Hubbard bands, Mott transition and deconfinement in strongly correlated systems

TL;DR

This paper explores the deconfinement phases in strongly correlated systems, analyzing the Mott transition, Hubbard subbands, and the influence of spin-liquid states across different dimensions.

Contribution

It introduces a combined approach using Kotliar-Ruckenstein representation and fractionalized spin-liquid concepts to analyze the Mott transition and Hubbard subbands.

Findings

Transition to metallic state involves condensation of a gapless boson mode.

Insulating state spectrum is affected by spinon spin-liquid spectrum.
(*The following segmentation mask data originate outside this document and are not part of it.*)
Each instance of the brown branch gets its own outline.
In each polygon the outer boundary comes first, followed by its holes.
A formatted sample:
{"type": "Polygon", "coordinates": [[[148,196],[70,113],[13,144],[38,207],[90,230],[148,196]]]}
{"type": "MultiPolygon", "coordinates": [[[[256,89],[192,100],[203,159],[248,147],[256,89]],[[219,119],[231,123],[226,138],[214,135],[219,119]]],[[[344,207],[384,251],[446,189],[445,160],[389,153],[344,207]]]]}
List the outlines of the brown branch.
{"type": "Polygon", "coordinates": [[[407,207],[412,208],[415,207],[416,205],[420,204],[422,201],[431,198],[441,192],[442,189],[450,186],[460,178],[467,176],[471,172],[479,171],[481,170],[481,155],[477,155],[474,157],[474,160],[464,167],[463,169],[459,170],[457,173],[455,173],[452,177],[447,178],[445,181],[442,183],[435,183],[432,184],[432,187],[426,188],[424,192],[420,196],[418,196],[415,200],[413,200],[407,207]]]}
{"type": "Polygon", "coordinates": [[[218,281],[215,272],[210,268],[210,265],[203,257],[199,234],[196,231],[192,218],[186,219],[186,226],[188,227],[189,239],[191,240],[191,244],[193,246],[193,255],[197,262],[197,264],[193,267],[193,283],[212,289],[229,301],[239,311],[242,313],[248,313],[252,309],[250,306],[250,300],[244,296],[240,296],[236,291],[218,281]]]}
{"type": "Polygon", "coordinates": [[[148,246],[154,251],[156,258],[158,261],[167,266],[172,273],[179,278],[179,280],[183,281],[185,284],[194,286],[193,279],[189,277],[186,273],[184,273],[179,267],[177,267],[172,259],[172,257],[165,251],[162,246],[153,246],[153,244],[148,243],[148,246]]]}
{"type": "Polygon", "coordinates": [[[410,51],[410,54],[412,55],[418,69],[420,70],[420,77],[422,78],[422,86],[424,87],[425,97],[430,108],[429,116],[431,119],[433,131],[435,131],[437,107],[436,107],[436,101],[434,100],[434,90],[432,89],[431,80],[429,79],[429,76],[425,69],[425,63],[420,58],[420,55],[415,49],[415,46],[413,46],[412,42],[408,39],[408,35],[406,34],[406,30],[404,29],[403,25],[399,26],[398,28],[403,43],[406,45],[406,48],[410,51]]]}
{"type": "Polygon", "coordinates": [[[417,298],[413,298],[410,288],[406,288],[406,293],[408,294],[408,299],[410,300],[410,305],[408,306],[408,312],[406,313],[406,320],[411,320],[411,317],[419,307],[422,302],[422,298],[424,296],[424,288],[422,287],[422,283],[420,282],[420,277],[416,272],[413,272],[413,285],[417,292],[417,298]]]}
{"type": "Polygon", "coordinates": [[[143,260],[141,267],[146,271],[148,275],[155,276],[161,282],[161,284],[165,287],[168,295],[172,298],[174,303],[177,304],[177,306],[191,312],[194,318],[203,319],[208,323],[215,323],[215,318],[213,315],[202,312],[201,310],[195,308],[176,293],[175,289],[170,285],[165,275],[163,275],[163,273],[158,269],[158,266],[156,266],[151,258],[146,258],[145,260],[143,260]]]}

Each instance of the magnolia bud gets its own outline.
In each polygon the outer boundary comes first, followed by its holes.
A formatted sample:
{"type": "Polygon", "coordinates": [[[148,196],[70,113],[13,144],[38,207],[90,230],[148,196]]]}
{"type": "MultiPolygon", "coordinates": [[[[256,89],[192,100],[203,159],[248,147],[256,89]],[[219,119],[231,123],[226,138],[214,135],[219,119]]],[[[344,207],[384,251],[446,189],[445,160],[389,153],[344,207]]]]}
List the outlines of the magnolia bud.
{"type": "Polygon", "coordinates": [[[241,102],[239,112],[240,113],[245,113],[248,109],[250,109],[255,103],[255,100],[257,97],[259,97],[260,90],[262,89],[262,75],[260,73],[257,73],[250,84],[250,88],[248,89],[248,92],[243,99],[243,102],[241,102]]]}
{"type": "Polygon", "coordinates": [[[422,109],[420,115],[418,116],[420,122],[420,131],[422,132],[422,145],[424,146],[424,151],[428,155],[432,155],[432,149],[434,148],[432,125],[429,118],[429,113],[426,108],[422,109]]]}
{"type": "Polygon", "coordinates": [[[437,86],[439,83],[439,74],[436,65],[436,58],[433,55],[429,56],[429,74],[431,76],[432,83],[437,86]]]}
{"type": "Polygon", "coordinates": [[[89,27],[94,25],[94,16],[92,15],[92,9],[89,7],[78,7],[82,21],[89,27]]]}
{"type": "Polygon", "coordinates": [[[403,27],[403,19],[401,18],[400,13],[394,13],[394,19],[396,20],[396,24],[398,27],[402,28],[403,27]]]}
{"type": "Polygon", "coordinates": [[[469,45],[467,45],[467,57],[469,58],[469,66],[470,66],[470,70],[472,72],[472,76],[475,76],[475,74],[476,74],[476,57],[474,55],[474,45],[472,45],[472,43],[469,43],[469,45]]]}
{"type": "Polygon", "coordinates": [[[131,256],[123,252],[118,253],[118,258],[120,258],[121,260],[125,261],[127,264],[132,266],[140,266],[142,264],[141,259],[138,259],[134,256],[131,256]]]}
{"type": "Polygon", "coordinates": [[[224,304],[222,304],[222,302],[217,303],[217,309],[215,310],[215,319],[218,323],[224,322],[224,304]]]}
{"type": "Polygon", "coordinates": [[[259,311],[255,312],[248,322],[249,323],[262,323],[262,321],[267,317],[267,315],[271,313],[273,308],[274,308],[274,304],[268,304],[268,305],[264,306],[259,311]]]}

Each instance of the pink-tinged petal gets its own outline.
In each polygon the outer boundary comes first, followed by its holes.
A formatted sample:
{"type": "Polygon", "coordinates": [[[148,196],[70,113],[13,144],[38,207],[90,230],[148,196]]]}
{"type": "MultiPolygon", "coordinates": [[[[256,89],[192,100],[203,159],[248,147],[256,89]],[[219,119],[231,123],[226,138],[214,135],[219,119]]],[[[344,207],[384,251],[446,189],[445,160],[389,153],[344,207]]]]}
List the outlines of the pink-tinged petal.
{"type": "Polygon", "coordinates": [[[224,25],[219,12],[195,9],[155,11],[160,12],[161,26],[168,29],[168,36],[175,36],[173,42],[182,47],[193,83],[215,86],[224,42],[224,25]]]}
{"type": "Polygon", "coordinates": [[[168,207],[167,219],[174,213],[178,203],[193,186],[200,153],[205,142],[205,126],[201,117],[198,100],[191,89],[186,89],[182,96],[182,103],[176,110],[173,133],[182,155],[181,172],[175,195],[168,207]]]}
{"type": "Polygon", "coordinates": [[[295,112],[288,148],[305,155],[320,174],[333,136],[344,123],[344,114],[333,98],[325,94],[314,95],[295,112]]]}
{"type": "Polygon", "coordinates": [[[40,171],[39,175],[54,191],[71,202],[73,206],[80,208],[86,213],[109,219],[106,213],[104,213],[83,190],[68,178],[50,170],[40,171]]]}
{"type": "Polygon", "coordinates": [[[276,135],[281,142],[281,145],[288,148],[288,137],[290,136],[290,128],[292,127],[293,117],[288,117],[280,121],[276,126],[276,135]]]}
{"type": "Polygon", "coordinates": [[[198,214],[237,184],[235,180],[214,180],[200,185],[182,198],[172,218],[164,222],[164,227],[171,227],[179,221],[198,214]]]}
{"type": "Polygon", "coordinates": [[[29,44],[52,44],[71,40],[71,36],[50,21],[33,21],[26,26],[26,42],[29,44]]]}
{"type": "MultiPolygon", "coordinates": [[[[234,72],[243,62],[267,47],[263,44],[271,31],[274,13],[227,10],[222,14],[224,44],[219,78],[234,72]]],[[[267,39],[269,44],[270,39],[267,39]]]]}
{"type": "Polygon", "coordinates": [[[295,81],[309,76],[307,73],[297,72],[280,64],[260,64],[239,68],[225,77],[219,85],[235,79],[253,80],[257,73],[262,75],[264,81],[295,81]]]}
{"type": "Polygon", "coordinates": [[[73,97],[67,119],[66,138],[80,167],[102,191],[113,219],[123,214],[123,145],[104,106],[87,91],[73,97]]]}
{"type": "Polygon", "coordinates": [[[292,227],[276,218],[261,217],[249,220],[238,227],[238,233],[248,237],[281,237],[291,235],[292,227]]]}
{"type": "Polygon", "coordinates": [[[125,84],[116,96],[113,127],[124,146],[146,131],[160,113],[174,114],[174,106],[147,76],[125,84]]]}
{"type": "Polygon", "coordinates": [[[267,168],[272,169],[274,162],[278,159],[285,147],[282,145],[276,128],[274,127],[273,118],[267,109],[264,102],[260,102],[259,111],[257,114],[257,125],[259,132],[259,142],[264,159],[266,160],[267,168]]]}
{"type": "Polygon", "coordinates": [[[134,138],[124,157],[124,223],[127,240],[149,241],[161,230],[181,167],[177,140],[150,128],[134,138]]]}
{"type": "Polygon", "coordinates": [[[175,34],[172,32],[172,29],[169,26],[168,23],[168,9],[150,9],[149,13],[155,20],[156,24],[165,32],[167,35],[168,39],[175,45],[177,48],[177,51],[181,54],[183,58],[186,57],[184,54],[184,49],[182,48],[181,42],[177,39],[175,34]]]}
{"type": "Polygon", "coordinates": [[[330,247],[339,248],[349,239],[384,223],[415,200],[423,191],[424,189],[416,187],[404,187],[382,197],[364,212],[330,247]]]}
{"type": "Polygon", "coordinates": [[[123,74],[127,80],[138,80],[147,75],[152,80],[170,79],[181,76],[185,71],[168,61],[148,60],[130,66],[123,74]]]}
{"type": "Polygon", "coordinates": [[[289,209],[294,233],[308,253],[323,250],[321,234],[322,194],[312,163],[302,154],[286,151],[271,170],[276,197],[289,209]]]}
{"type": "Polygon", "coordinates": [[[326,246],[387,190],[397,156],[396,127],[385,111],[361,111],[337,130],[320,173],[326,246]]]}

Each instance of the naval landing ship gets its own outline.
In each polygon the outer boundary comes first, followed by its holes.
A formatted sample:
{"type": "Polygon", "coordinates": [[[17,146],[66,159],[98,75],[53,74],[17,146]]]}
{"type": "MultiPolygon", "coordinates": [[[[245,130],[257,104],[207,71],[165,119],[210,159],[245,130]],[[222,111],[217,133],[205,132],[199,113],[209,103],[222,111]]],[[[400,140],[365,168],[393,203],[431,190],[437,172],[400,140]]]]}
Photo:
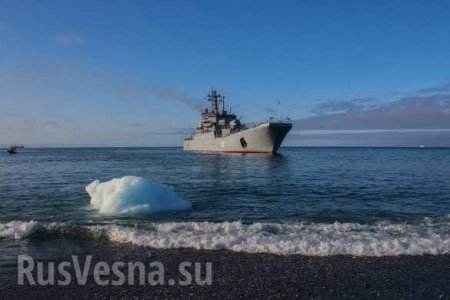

Dimensionality influences confinement and deconfinement phenomena.

Abstract

The problem of deconfinement phases in strongly correlated systems is discussed. In space-time dimension $d=3+1$, a competition of confinement and Coulomb phases occurs, but in $d=2+1$ the confining phase dominates owing to monopole proliferation, but gapless fermion excitations can change the situation. Combining the Kotliar-Ruckenstein representation and fractionalized spin-liquid deconfinement picture, the Mott transition and Hubbard subbands are treated, general expressions in the case of an arbitrary bare band spectrum being obtained. The transition into a metallic state is determined by condensation of a gapless boson mode. The spectrum picture in the insulating state is considerably influenced by the spinon spin-liquid spectrum and hidden Fermi surface.